I don’t reject the possibility there are other explanations for the observation that unvaccinated Amish have very low autism rates. I even offered one: that they also reject Glyphosate.
However, when it turns out that the rare cases of Amish with autism that are found mostly turn out to be vaccinated, or have some very specific other cause obvious that’s not present in the general population (high mercury), the case for vaccination being a cause becomes much much stronger.
And when you realize that other groups of unvaccinated also have low autism rates, the case becomes stronger.
And when you realize that injecting the aluminum into animal models causes behavioral deficits, and injecting vaccines into post-natal animals causes brain damage, in every study I’ve found, the case becomes stronger still.
And when you discover that the safety surveys don’t cite any empirical measurements whatsoever of the toxicity of injected aluminum in neo-nates, (or even injected aluminum in adults, for that matter), and don’t generally address the issue of aluminum at all, and don’t cite or rebut any of the many papers published in mainstream journals observing these things, or rebut or cite any of the half dozen or more epidemiological studies showing aluminum is highly correlated with autism, then I think you should conclude there is strong cognitive bias at work, if not worse.
The Amish vary greatly from one place to another.

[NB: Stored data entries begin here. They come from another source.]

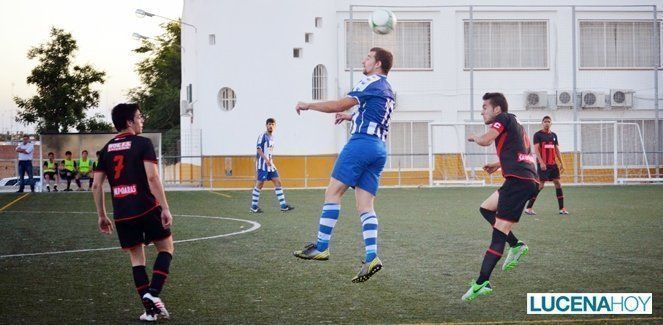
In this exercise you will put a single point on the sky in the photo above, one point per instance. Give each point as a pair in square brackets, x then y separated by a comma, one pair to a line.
[103, 31]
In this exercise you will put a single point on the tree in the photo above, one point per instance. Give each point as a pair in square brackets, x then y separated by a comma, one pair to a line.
[160, 75]
[64, 92]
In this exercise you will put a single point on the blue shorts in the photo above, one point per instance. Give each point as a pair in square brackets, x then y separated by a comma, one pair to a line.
[360, 163]
[263, 175]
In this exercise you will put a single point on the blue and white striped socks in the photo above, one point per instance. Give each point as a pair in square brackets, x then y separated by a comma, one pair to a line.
[330, 212]
[280, 196]
[255, 198]
[369, 227]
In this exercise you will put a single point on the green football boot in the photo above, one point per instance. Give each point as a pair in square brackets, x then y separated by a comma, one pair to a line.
[477, 290]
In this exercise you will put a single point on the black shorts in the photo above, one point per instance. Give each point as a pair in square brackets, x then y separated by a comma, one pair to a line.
[63, 174]
[550, 174]
[514, 194]
[142, 230]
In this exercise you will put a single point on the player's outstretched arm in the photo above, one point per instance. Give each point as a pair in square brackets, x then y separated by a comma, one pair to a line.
[104, 224]
[485, 139]
[331, 106]
[157, 190]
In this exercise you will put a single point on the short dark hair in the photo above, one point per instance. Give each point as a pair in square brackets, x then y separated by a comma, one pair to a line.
[385, 57]
[122, 113]
[497, 99]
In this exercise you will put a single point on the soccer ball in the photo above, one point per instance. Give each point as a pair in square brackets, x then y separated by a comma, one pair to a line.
[382, 21]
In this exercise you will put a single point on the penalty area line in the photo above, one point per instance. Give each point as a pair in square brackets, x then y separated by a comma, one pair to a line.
[14, 202]
[254, 226]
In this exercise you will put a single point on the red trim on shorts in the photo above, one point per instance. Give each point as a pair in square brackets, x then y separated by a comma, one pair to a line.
[523, 178]
[511, 221]
[488, 251]
[131, 247]
[160, 272]
[139, 215]
[158, 239]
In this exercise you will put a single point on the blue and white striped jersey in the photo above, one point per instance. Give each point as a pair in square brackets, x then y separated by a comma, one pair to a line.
[376, 103]
[266, 144]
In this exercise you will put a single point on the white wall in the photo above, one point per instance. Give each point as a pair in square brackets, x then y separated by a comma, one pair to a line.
[253, 56]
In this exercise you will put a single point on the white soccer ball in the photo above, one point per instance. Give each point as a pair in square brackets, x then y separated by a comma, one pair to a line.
[382, 21]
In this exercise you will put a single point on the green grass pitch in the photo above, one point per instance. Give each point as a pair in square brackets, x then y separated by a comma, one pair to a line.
[431, 242]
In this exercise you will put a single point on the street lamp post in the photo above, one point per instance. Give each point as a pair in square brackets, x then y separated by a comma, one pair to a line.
[142, 13]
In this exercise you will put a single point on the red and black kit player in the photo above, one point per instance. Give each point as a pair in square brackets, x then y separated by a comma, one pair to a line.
[505, 206]
[140, 209]
[547, 153]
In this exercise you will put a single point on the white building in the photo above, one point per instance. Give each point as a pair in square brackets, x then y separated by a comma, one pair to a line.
[270, 54]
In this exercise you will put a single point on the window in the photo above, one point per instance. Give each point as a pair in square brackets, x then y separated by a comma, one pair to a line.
[507, 44]
[226, 98]
[408, 145]
[616, 44]
[597, 143]
[319, 82]
[410, 43]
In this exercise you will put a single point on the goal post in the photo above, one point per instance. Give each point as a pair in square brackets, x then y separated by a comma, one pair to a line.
[607, 152]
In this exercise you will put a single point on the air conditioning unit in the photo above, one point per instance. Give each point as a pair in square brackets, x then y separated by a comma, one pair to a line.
[565, 98]
[186, 108]
[536, 99]
[621, 98]
[593, 99]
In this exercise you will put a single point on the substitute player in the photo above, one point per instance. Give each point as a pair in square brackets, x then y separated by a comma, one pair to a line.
[51, 172]
[547, 149]
[85, 167]
[361, 161]
[266, 170]
[68, 170]
[140, 208]
[505, 206]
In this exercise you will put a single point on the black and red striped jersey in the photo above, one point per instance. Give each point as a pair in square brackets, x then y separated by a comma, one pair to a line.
[546, 142]
[122, 160]
[513, 148]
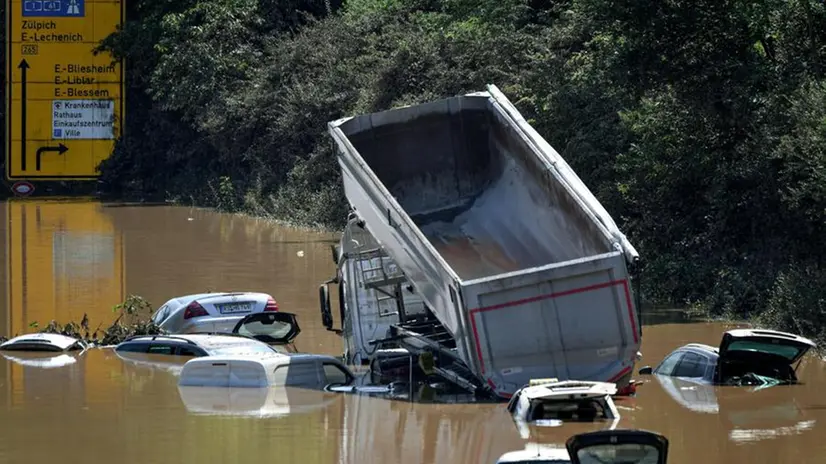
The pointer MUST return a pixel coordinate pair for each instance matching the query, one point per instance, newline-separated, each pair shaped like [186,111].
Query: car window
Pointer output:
[161,314]
[189,351]
[133,347]
[334,374]
[242,349]
[668,365]
[161,349]
[297,375]
[691,365]
[582,410]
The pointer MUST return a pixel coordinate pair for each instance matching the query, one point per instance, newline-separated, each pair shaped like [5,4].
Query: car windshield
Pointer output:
[241,349]
[582,410]
[271,332]
[538,461]
[785,351]
[625,453]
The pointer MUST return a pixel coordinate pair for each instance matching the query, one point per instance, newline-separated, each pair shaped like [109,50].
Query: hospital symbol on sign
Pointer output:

Here in Mercer County, they don’t grow much of their own food, and when they do, they can it. They do make their own milk, but they like fast food and packaged food. Storing ingredients without refrigeration, cooking fancy meals on a wood stove, and cleaning up after them with no hot running water, isn’t so simple.
Why are you responding to me? I just gave a possible explanation that I specifically said that I didn’t believe. You could post this in the main discussion to give credence to the hypothesis of the publishing bias explanation.
I could critique this if you want, although if you actually want to talk about whether or not vaccines cause autism I’d suggest posting in the open thread or starting your own post. This one is talking about publishing bias.